DUBLIN (Reuters) – Microsoft’s LinkedIn, a social network for professionals, on Thursday said it would add 800 new jobs to its European headquarters in Dublin, the latest technology company to boost its presence in Ireland.
The move underscores signs that hiring in Ireland remains robust despite neighbouring Britain’s planned departure from the Europe Union and a slowdown in global economic growth.
Foreign companies account for around one in 10 jobs among Ireland’s more than two million workers, benefiting from a corporate tax rate of just 12.5%.
The European Commission in August 2016 ordered Ireland to recover 13 billion euros from Apple because of an illegal tax deal which gave the company an unfair advantage in breach of the bloc’s state aid rules. But the ruling has done little to slow the flow of multinational jobs into Ireland, with the amount of new roles growing at a record pace last year.

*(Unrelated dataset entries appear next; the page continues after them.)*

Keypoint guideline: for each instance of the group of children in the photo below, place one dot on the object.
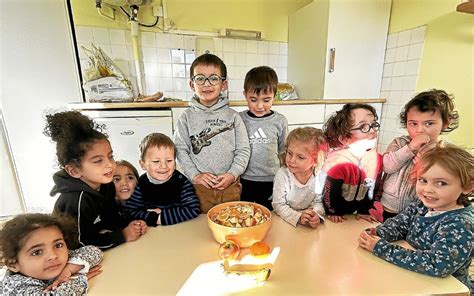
(305, 176)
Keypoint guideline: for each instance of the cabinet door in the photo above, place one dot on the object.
(357, 30)
(125, 134)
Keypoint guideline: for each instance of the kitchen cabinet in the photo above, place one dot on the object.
(336, 48)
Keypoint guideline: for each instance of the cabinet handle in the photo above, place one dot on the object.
(127, 133)
(332, 59)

Facebook said in January that it would hire 1,000 more people in Dublin this year. U.S. cloud software maker Salesforce has also said it planned to add 1,500 jobs over the next five years, one of the largest job commitments in the 70-year history of the state’s foreign investment agency.
Sunnyvale, California-based LinkedIn, which has more than 630 million members around the world, said the new employees will be based at a new 150,000 square foot development in central Dublin due for completion towards the end of next year.